李煦摸了摸自己的脖子,耷拉下脸来,阴森地看着妙云。
从牙缝里挤出话来。
道:“李家的孙女,不缺这一个。
有个这样不知好歹的娘。
这样的孙女留着做什么?”
孩子却是当娘地软肋,李煦即使用香玉做威胁,妙云哪里还顾得上荣辱,已经翻身跪在床上,弯腰身子跪求着:“老爷……老爷……奴婢……奴婢……不敢了……”说到最后,她已经是脱了力,瘫在床上,“嘤嘤”地哭着。
李煦素来是惯会怜香惜玉的,说了两句狠话,见她服帖了,也就转了脸色,摩挲着妙云的后背柔声道:“哭什么,老爷自叫你晓得什么是人生极乐……”
厢房门口,香彤倚门站着,见上房的灯熄了,并没有传出哭闹的声音来,这才算安下心来,转身进了屋子……
京城,曹府,梧桐苑。
夜深了,夫妻哄着天慧睡下,两人也洗脚安置。
因兆佳氏忙着曹颂他们兄弟的亲事,曹颙想到自己的儿子闺女,对初瑜道:“这不过是一转眼儿的功夫罢了,当年瞧着小二、小三,也是孩提之间,如今都到娶媳妇地年岁。
咱们天佑、恒生他们,不晓得往后会娶什么品性的媳妇。
初瑜道:“这姻缘都是老天爷注定,谁也说不好。
二弟这边儿,说起来,都是咱们一路看来的,瞧着却是对静惠动了真情。
这打离了沂州,已经两三年功夫了,二弟的心意不变,也算是长情。
说起来,静惠女红厨艺样样妥帖,实配得上小二。
话虽如此,兆佳氏却不是好说话的。
又转念想及若是自己的闺女日后大了,倘使寻了个厉害婆婆受气,光只是想想心里都受不了。
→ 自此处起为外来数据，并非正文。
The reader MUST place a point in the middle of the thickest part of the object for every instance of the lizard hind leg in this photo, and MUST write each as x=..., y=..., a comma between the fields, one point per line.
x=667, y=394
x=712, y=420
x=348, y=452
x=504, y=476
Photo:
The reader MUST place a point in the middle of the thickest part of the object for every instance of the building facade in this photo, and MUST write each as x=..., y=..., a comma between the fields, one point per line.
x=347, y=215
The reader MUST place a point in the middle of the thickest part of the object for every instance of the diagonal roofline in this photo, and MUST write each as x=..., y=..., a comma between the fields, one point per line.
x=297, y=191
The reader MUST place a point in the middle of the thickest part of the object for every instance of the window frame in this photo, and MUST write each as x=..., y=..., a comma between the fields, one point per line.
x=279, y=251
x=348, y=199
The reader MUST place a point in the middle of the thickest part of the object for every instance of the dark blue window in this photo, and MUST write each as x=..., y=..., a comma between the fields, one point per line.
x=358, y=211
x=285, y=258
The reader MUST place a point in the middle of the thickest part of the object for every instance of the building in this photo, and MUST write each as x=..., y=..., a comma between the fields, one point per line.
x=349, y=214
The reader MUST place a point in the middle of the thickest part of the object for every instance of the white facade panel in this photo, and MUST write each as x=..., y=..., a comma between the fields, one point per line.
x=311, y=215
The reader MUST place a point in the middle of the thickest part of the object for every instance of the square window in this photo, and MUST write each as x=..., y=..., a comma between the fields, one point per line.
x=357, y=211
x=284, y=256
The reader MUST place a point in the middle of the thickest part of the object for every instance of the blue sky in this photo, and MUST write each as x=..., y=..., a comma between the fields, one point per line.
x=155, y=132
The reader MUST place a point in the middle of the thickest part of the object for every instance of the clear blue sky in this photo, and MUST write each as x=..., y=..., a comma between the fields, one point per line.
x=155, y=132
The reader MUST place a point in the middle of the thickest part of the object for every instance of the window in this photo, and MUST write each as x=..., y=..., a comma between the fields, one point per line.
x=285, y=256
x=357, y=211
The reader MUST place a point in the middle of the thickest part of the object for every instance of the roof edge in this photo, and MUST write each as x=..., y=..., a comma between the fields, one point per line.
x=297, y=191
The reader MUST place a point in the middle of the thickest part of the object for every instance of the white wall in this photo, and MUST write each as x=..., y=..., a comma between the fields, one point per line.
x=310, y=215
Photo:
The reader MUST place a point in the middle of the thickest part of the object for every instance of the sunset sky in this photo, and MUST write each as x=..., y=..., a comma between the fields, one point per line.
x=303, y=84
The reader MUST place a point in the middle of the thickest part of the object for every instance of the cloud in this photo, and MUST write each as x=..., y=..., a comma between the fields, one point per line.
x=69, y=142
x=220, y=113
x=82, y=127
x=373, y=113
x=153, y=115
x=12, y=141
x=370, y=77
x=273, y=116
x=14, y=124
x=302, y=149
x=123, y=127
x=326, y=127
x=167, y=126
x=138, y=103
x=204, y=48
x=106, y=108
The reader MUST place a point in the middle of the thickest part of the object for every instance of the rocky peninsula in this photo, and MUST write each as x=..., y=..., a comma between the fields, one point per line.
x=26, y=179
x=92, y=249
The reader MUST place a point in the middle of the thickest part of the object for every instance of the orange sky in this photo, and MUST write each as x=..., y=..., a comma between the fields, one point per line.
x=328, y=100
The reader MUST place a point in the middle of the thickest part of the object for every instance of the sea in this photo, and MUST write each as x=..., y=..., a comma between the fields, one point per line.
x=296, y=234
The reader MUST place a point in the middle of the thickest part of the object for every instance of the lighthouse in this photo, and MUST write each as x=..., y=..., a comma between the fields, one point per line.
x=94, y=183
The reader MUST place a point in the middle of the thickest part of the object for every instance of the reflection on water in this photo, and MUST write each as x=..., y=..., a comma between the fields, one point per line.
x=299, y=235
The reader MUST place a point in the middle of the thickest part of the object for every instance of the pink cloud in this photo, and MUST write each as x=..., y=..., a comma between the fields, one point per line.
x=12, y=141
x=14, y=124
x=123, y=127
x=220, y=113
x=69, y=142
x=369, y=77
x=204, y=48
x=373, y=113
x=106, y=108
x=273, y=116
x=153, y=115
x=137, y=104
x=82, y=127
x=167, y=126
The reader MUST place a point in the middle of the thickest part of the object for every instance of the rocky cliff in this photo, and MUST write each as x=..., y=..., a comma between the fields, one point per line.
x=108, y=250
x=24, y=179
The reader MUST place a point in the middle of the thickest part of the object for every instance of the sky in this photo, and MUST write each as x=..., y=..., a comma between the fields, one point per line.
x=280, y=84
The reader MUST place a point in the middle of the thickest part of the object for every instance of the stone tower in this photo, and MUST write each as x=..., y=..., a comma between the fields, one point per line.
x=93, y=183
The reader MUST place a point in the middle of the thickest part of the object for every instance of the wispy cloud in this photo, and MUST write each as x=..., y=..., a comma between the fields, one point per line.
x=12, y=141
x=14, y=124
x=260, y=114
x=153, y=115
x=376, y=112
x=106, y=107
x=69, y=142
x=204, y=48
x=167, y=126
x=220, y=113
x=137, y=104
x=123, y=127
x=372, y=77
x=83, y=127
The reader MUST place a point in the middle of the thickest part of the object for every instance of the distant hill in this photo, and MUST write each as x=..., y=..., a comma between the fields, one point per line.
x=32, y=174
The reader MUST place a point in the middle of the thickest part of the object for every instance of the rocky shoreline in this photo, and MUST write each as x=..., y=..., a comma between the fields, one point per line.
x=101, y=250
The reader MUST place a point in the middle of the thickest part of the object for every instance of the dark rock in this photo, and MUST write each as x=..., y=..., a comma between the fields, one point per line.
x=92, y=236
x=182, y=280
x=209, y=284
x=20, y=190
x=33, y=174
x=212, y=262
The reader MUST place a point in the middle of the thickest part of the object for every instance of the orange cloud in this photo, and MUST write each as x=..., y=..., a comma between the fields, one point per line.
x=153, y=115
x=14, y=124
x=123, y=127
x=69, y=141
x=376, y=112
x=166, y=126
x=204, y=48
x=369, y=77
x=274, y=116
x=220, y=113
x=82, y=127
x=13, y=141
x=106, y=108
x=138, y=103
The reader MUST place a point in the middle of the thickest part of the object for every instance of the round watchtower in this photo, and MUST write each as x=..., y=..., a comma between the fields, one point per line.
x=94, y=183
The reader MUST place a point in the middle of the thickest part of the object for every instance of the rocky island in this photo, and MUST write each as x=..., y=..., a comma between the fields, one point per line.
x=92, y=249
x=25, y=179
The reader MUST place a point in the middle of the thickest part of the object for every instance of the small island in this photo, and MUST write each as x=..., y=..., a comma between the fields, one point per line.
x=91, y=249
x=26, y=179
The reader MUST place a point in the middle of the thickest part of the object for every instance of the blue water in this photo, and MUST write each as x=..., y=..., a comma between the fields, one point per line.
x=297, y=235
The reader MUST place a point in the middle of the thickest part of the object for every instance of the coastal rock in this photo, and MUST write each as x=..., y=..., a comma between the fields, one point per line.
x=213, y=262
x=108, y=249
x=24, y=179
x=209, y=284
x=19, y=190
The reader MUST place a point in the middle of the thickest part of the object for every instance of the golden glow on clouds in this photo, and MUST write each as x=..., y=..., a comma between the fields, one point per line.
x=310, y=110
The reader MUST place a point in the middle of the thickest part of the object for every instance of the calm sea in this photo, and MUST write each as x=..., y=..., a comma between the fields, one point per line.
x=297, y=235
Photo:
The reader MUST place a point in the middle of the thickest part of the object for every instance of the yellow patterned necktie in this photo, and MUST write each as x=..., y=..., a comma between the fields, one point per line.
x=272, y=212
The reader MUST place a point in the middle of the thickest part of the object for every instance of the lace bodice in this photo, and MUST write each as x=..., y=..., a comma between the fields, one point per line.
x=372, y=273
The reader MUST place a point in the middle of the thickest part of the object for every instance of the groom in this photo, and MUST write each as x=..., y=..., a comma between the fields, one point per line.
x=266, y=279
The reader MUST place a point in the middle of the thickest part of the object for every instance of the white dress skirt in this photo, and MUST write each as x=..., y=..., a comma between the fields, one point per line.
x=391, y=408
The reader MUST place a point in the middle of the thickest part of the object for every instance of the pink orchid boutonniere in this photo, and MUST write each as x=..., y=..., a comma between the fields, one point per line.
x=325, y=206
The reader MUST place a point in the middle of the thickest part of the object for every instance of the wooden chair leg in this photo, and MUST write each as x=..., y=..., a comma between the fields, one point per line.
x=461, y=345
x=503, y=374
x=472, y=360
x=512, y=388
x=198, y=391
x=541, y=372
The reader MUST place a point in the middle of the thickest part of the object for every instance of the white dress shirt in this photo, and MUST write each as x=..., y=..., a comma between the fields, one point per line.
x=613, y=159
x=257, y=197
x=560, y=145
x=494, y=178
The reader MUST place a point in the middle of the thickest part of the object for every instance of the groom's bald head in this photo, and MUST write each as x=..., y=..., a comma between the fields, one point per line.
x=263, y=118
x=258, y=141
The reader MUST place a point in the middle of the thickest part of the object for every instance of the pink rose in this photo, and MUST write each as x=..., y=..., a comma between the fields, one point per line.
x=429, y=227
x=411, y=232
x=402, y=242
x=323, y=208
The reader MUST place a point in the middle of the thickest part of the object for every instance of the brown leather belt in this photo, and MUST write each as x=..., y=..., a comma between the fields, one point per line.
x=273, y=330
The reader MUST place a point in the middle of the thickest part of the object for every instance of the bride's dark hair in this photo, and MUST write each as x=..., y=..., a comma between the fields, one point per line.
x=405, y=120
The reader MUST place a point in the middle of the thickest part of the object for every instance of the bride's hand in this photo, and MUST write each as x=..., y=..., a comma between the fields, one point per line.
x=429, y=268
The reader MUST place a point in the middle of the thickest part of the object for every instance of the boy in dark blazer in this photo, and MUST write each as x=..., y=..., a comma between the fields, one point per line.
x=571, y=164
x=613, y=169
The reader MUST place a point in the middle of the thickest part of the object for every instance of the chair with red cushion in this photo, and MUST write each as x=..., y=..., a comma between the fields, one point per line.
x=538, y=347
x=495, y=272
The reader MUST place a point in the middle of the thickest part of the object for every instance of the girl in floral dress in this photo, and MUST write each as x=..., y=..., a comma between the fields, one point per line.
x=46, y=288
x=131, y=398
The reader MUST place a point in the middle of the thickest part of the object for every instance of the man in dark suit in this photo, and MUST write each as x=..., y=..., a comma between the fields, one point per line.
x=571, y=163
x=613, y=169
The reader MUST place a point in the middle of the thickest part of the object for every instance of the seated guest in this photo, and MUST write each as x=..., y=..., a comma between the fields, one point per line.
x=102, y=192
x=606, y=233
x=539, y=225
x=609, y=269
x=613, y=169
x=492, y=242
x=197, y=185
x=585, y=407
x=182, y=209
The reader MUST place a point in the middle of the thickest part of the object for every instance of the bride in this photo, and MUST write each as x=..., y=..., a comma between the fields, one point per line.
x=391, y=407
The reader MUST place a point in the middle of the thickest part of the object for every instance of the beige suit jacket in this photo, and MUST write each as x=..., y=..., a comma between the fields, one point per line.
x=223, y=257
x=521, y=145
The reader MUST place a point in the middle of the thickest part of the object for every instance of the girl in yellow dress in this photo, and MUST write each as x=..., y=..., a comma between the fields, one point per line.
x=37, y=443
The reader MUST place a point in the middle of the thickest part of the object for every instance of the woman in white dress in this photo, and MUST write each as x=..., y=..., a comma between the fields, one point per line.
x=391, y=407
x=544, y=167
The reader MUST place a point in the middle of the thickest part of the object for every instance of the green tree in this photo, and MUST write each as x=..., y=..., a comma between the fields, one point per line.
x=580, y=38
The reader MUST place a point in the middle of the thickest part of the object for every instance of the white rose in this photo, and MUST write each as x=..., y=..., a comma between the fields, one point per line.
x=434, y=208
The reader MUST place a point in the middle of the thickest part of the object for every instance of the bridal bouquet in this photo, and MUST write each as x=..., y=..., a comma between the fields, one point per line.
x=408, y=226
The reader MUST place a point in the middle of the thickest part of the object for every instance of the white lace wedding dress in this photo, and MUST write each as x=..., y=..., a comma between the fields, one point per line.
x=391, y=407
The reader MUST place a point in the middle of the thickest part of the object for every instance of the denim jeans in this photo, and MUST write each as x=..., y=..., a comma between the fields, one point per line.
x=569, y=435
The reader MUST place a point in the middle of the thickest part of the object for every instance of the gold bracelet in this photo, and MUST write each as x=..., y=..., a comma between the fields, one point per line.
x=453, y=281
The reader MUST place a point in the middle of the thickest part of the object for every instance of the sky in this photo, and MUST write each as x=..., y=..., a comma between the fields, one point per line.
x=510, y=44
想到女儿天慧,曹颙想起数月前在热河同十六阿哥说笑,道是要嫁到眼前,不外嫁,没想到却是一言成箴。
曹家东邻住得是个老御史,因职责使然,鲜少同官员往来,同曹家这近邻,也不过是点头之交。
西邻住地是个副都统的孀妇,带着几个幼子,也是闭门不出。
这些日子,听说那个老御史要告老还乡了。
想到这些,曹颙翻过身来,向着初瑜道:“听说张老御史近些日子要回洛阳老家,咱们把东边的院子买下来吧?”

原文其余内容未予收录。